The second I stepped across the threshold, Doolittle placed me into a chair. He drew my blood and examined the bite site on my foot and the bigger one on my shoulder, which had acquired a plum-purple swelling. Barabas recounted the scene, while Julie and Ascanio hovered in the background, quiet like two mice.
“Pit vipers?” Doolittle asked, checking my eyes.
“Appears so. At least the one I caught was. Not a rattlesnake, though.” Barabas shrugged. “Three-inch fangs.”
“Nauseous?” Doolittle asked me.
“Yes.” I was still sweating, too. The sweat drenched my face and my back, clammy and cold, and my heart was beating too fast. The bite on my arm hadn’t sealed itself either. That was a bad sign. Lyc-V closed most wounds in minutes.
Someone pounded on the office door. Barabas moved to the door, slid aside the metal shutter covering the narrow spy window, and looked through it.
“It’s your lover man.”
“Barabas, open the damn door,” Raphael snarled.

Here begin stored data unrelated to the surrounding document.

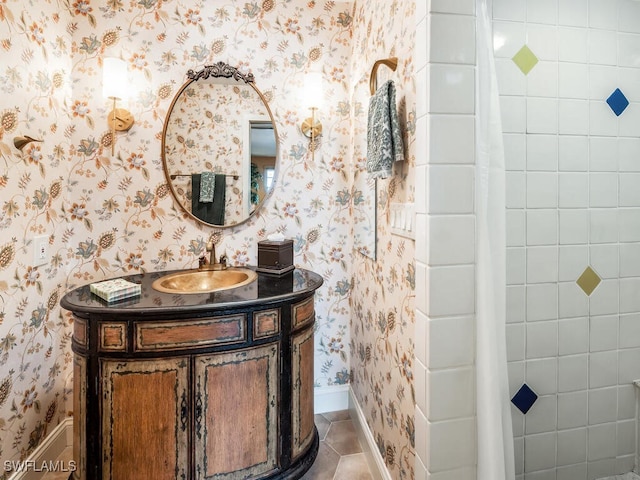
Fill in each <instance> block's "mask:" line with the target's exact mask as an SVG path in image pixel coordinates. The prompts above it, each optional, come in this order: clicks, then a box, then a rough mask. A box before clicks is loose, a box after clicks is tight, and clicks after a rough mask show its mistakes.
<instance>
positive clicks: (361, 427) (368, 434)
mask: <svg viewBox="0 0 640 480" xmlns="http://www.w3.org/2000/svg"><path fill="white" fill-rule="evenodd" d="M349 414H350V416H351V419H352V420H353V423H354V425H355V427H356V430H357V432H358V439H359V440H360V444H361V445H362V449H363V450H364V453H365V454H366V456H367V462H368V463H369V470H371V475H372V477H373V480H392V479H391V474H390V473H389V470H387V466H386V465H385V463H384V459H383V458H382V455H381V454H380V450H378V445H377V444H376V440H375V438H374V437H373V432H372V431H371V429H370V428H369V424H368V423H367V419H366V417H365V416H364V412H363V411H362V407H360V404H359V403H358V400H357V399H356V396H355V394H354V393H353V390H352V389H351V387H349Z"/></svg>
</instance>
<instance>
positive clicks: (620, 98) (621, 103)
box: [607, 88, 629, 117]
mask: <svg viewBox="0 0 640 480" xmlns="http://www.w3.org/2000/svg"><path fill="white" fill-rule="evenodd" d="M607 103H608V104H609V106H610V107H611V110H613V113H615V114H616V115H617V116H618V117H619V116H620V115H621V114H622V112H624V111H625V109H626V108H627V107H628V106H629V100H627V97H625V96H624V93H622V91H621V90H620V89H619V88H616V89H615V91H614V92H613V93H612V94H611V96H610V97H609V98H607Z"/></svg>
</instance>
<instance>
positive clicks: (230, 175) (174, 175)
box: [169, 172, 239, 180]
mask: <svg viewBox="0 0 640 480" xmlns="http://www.w3.org/2000/svg"><path fill="white" fill-rule="evenodd" d="M214 173H215V172H214ZM217 175H224V176H225V177H233V179H234V180H237V179H238V178H239V177H238V175H233V174H229V173H218V174H217ZM190 176H191V174H190V173H189V174H184V173H176V174H171V175H169V177H171V180H175V179H176V178H178V177H190Z"/></svg>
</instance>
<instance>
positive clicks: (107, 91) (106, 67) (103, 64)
mask: <svg viewBox="0 0 640 480" xmlns="http://www.w3.org/2000/svg"><path fill="white" fill-rule="evenodd" d="M127 77H128V75H127V62H125V61H124V60H121V59H119V58H115V57H105V58H103V59H102V95H103V96H104V97H105V98H109V99H111V100H113V109H112V110H111V112H109V115H108V116H107V123H108V124H109V128H110V130H111V155H112V156H113V155H114V154H115V145H116V132H126V131H127V130H129V129H130V128H131V126H132V125H133V122H134V118H133V115H131V113H130V112H129V111H128V110H126V109H124V108H116V102H117V101H118V100H122V99H124V98H127V97H128V94H127V88H128V86H129V83H128V78H127Z"/></svg>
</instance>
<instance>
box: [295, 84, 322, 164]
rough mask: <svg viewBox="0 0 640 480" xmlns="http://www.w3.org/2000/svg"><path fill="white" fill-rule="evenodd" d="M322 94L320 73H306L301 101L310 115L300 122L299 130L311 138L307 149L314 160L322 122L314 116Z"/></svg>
mask: <svg viewBox="0 0 640 480" xmlns="http://www.w3.org/2000/svg"><path fill="white" fill-rule="evenodd" d="M322 96H323V92H322V73H320V72H312V73H309V74H307V76H306V77H305V80H304V89H303V97H302V103H303V105H304V106H306V107H307V108H309V109H310V110H311V116H310V117H308V118H306V119H305V120H304V121H303V122H302V125H301V126H300V130H302V134H303V135H304V136H305V137H308V138H310V139H311V141H310V142H309V149H310V150H311V155H312V159H313V160H315V152H316V147H317V143H316V139H317V138H318V137H319V136H321V135H322V123H321V122H320V121H319V120H318V119H317V118H316V114H317V111H318V108H319V106H320V105H321V104H322Z"/></svg>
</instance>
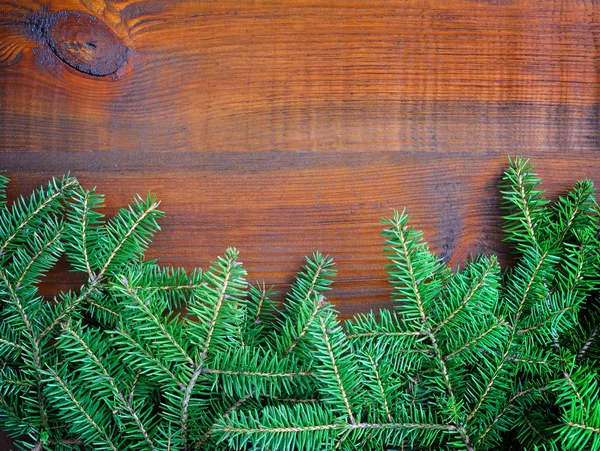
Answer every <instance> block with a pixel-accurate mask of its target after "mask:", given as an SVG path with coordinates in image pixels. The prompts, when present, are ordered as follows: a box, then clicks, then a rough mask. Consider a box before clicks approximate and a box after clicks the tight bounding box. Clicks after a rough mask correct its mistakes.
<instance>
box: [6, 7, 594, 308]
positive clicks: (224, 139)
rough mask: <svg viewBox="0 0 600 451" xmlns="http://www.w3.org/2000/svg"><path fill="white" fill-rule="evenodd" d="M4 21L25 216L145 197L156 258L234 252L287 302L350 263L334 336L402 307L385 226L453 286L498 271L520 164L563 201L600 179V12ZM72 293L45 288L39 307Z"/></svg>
mask: <svg viewBox="0 0 600 451" xmlns="http://www.w3.org/2000/svg"><path fill="white" fill-rule="evenodd" d="M65 11H70V12H67V13H65ZM2 12H3V13H4V14H2V15H1V16H0V42H1V44H0V65H1V66H2V68H0V80H1V83H0V167H2V168H5V169H7V170H8V175H9V176H10V177H11V178H12V179H13V184H12V186H11V190H10V195H11V197H12V198H14V197H15V196H16V195H17V194H20V193H28V192H30V191H31V190H32V189H33V188H34V187H36V186H37V185H38V184H40V183H42V182H44V181H45V180H46V179H47V178H48V177H49V176H51V175H60V174H62V173H64V172H66V171H69V170H70V171H72V172H73V174H74V175H75V176H77V177H78V178H79V180H80V181H81V182H82V183H83V184H84V185H86V186H89V187H91V186H97V187H98V190H99V191H100V192H104V193H106V194H107V212H108V213H109V214H111V213H114V212H115V211H116V210H117V209H118V208H119V207H120V206H123V205H125V204H126V203H127V202H128V201H129V200H130V199H131V197H132V196H133V194H135V193H144V192H146V191H147V190H151V191H153V192H155V193H156V194H157V195H158V197H159V198H160V199H162V201H163V204H162V205H163V207H164V210H165V211H166V212H167V218H166V219H165V220H164V221H163V223H162V224H163V229H164V230H163V232H161V234H159V235H158V236H157V238H156V240H155V243H154V244H153V246H152V248H151V250H150V252H149V256H151V257H159V258H160V261H161V262H163V263H165V264H175V265H184V266H186V267H188V268H191V267H193V266H197V265H200V266H206V264H207V262H208V261H210V260H211V259H213V258H214V257H215V256H216V255H217V254H219V253H221V252H223V250H224V249H225V248H226V247H227V246H236V247H238V248H239V249H240V250H241V254H242V260H243V261H244V262H245V263H246V266H247V268H248V270H249V271H250V279H251V280H256V279H258V280H263V279H264V280H266V281H267V282H268V283H273V284H275V285H276V286H277V287H278V288H281V289H285V287H286V285H287V284H288V283H289V282H290V281H291V280H292V277H293V274H294V272H295V271H296V270H297V269H298V268H299V266H300V265H301V264H302V261H303V255H306V254H310V253H312V252H313V251H315V250H320V251H321V252H324V253H328V254H331V255H333V256H334V257H336V260H337V262H338V269H339V277H338V282H337V284H336V285H335V290H334V292H333V294H332V301H333V302H334V303H335V304H336V305H337V306H338V308H339V309H340V311H341V312H342V316H343V317H348V316H350V315H352V314H353V313H355V312H359V311H367V310H369V309H371V308H378V307H382V306H388V305H390V304H389V301H388V296H389V291H388V287H387V284H386V282H385V271H384V265H385V260H384V258H383V257H382V256H381V251H382V240H381V238H380V236H379V232H380V228H381V227H380V225H379V219H380V218H381V217H383V216H389V215H391V212H392V209H393V208H402V207H407V208H408V210H409V211H410V212H411V213H413V214H414V219H413V224H414V225H416V226H418V227H420V228H422V229H423V230H424V231H425V233H426V237H427V239H428V240H429V241H430V243H431V245H432V247H433V249H434V250H436V251H437V252H438V253H440V255H442V256H443V257H444V258H445V259H446V261H448V262H449V264H451V265H454V266H455V265H458V264H460V263H461V262H462V261H463V259H464V258H466V257H467V256H468V255H469V254H470V253H472V252H493V253H497V254H499V255H500V256H501V257H502V258H503V259H504V260H506V249H505V248H504V247H503V246H502V244H501V242H500V240H501V238H502V235H501V231H500V221H499V218H498V214H499V210H498V203H499V199H498V193H497V189H496V186H497V183H498V181H499V179H500V176H501V173H502V170H503V169H504V167H505V166H506V162H507V160H506V156H507V155H517V154H524V155H527V156H530V157H532V158H533V160H534V161H535V163H536V164H537V167H538V169H539V172H540V174H541V175H542V176H543V177H544V186H546V187H547V189H548V191H549V194H550V195H551V196H556V195H557V194H558V193H560V192H561V191H562V190H564V189H565V188H566V187H568V186H569V185H570V184H571V183H572V182H573V181H575V180H576V179H580V178H585V177H588V178H591V179H593V180H596V181H598V180H599V179H600V155H599V154H598V152H597V149H598V143H599V141H598V120H599V119H598V113H599V109H600V102H599V88H600V85H599V84H598V57H599V50H598V45H599V33H600V29H599V25H598V20H599V18H600V15H599V13H600V6H599V5H598V2H596V1H590V0H587V1H583V0H581V1H573V0H563V1H558V0H556V1H551V0H547V1H530V0H514V1H513V0H498V1H492V0H487V1H475V0H438V1H428V2H424V1H420V0H404V1H401V0H397V1H391V0H390V1H373V2H360V1H355V0H344V1H328V2H324V1H316V0H313V1H304V0H297V1H294V2H277V1H266V0H264V1H256V2H242V1H239V0H225V1H223V0H222V1H219V2H197V1H160V2H159V1H145V0H142V1H109V0H106V1H100V0H81V1H66V0H65V1H50V2H46V6H43V7H42V6H40V4H38V3H36V2H30V1H25V0H19V1H16V2H11V3H5V4H3V5H2ZM65 24H67V25H65ZM107 30H108V31H107ZM75 31H77V32H75ZM111 33H112V34H111ZM123 55H124V56H123ZM115 67H117V69H115V70H114V71H113V69H114V68H115ZM106 72H110V74H109V75H105V73H106ZM79 283H80V281H79V280H78V279H77V278H76V277H75V276H69V277H67V278H65V277H64V274H62V273H61V272H60V271H54V272H52V273H51V274H50V276H49V277H48V281H47V284H46V285H45V286H44V287H43V289H44V292H45V293H48V294H50V293H52V292H55V291H56V290H59V289H61V288H65V287H78V286H79V285H78V284H79Z"/></svg>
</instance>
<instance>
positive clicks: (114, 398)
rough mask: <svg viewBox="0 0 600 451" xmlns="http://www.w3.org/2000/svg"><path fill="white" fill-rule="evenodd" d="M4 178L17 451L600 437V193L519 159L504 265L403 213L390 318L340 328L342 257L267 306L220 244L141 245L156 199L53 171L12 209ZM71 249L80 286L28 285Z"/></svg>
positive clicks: (321, 262)
mask: <svg viewBox="0 0 600 451" xmlns="http://www.w3.org/2000/svg"><path fill="white" fill-rule="evenodd" d="M7 183H8V179H7V178H6V177H4V176H3V175H0V299H1V300H2V304H1V305H0V363H1V365H0V424H1V425H2V428H3V429H4V430H5V431H7V432H8V433H9V434H11V435H13V436H15V437H17V436H19V437H20V439H19V440H18V442H17V446H19V447H20V448H21V449H34V450H42V449H58V450H74V449H106V450H126V449H132V450H138V449H139V450H148V449H149V450H195V449H210V450H220V449H222V450H237V449H246V450H259V449H261V450H290V451H291V450H320V449H322V450H329V449H340V450H357V449H365V450H366V449H372V450H378V449H381V450H383V449H414V450H419V449H465V450H486V449H502V448H511V449H518V448H522V449H549V450H560V449H582V450H584V449H589V450H600V407H599V406H600V377H599V372H598V369H599V364H598V357H599V356H600V314H599V310H600V307H599V306H598V304H597V300H596V295H597V288H598V283H599V281H600V242H599V237H598V232H599V219H598V206H597V203H596V200H595V192H594V187H593V184H592V183H591V181H581V182H578V183H577V184H576V185H575V187H574V188H573V189H572V190H571V191H569V192H568V193H567V194H566V195H565V196H563V197H560V198H559V199H558V200H557V201H556V202H550V201H549V200H547V199H545V198H544V192H543V190H542V189H541V182H540V178H539V177H538V176H537V175H535V174H534V172H533V167H532V165H531V164H530V163H529V162H528V161H527V160H525V159H523V158H520V157H519V158H515V159H514V160H511V161H510V164H509V168H508V169H507V170H506V172H505V175H504V178H503V181H502V185H501V188H500V189H501V194H502V198H503V206H504V209H505V212H506V214H505V217H504V230H505V237H506V241H507V242H508V243H509V244H510V245H511V246H512V248H513V250H514V252H515V264H514V265H513V266H512V267H511V268H509V269H507V270H502V269H501V267H500V265H499V262H498V260H497V259H496V257H494V256H475V257H472V258H471V259H470V260H469V261H467V262H466V264H465V266H464V268H462V269H457V270H455V271H452V270H451V269H450V268H448V267H447V266H446V265H445V264H444V262H443V261H442V260H441V259H440V258H439V257H438V256H436V255H435V254H434V253H432V252H431V251H430V250H429V248H428V246H427V244H426V243H425V241H424V240H423V236H422V233H421V232H420V231H418V230H416V229H414V228H413V227H412V226H411V225H410V223H409V215H408V214H407V213H406V212H405V211H402V212H395V213H394V215H393V217H392V218H391V219H387V220H384V221H383V225H384V232H383V235H384V238H385V250H384V253H385V255H386V256H387V257H388V259H389V266H388V273H389V281H390V284H391V287H392V293H391V296H392V299H393V300H394V302H395V308H394V309H393V310H382V311H379V312H371V313H368V314H362V315H357V316H356V317H355V318H354V319H352V320H351V321H347V322H345V323H342V322H340V321H339V320H338V318H337V312H336V311H335V309H334V307H333V305H332V304H331V303H330V302H328V301H327V295H328V292H329V290H330V289H331V283H332V280H333V277H334V276H335V273H336V271H335V269H334V265H333V261H332V259H330V258H329V257H326V256H323V255H321V254H319V253H315V254H314V255H313V256H312V257H310V258H307V260H306V265H305V266H304V268H303V270H302V271H301V272H299V274H298V276H297V278H296V281H295V282H294V283H293V284H292V286H291V288H290V290H289V293H288V294H287V296H286V298H285V303H284V306H282V308H281V309H279V308H278V303H277V302H275V301H274V300H273V295H274V293H273V291H272V289H271V288H268V287H266V286H265V285H264V284H260V283H257V284H255V285H248V284H247V283H246V280H245V278H246V271H245V270H244V269H243V266H242V265H241V263H240V262H239V261H238V252H237V251H236V250H235V249H228V250H227V251H226V252H225V254H224V255H223V256H222V257H218V258H217V259H216V260H215V261H214V262H213V263H212V264H211V265H210V267H209V268H208V269H207V270H206V271H204V272H203V271H201V270H199V269H197V270H193V271H191V272H189V271H186V270H185V269H183V268H173V267H163V266H160V265H159V264H158V263H157V262H156V261H154V260H151V261H145V260H144V252H145V250H146V249H147V247H148V245H149V244H150V241H151V239H152V237H153V235H154V233H155V232H157V231H158V230H159V229H160V228H159V225H158V220H159V219H160V218H161V217H162V216H163V213H162V212H161V211H160V210H159V203H158V201H156V199H155V198H154V197H153V196H151V195H148V196H146V197H145V198H142V197H136V198H135V199H134V201H133V203H132V204H131V205H130V206H129V207H128V208H124V209H122V210H121V211H120V212H119V213H118V214H117V215H116V216H115V217H113V218H112V219H109V220H105V218H104V216H103V214H102V208H103V197H102V196H101V195H99V194H97V193H96V192H95V190H91V191H88V190H85V189H84V188H82V187H81V186H79V184H78V183H77V181H76V180H75V179H73V178H72V177H69V176H66V177H64V178H62V179H53V180H52V181H51V182H50V183H49V184H48V185H47V186H46V187H44V188H41V189H40V190H38V191H36V192H34V193H33V194H32V195H31V196H30V197H29V198H28V199H24V198H20V199H18V200H16V201H15V202H14V203H13V204H12V205H11V206H10V207H9V206H8V205H7V203H6V200H5V189H6V186H7ZM63 254H64V255H65V256H66V259H67V261H68V262H69V263H70V265H71V269H72V270H73V271H76V272H80V273H83V274H84V275H85V278H86V282H85V283H84V285H83V286H82V287H81V289H80V290H78V291H69V292H63V293H57V295H56V297H55V298H54V299H52V300H49V299H45V298H44V297H43V296H41V295H39V293H38V285H39V284H40V283H41V282H42V281H43V277H44V275H45V274H46V273H47V272H48V271H49V270H50V269H51V268H52V267H53V266H54V265H55V264H56V262H57V261H58V259H59V258H60V257H61V255H63Z"/></svg>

Barabas slid the shutter closed. “Do you want me to let him in?”
“I’m thinking about it.”
Barabas slid the shutter open. “She’s thinking about it.”
“Andrea,” Raphael called. “Let me in.”
“The last time I saw you two together, you were so happy,” Barabas said. “Just out of curiosity, Raphael, how the hell did you manage to fuck that up?”
Raphael’s voice gained that dangerous, I’m-about-to-go-nuts quality. “Remind me, how are things with you and Ethan?”
“None of your business,” Barabas said.
“Let me in and I won’t rip your head off.”
“You won’t rip my head off anyway,” Barabas said. “We’re friends.”
“Let him in,” I said. If we didn’t let him in, he wouldn’t go away. He would just stand by the door and him and Barabas would yell obscenities at each other. My head hurt enough as it was.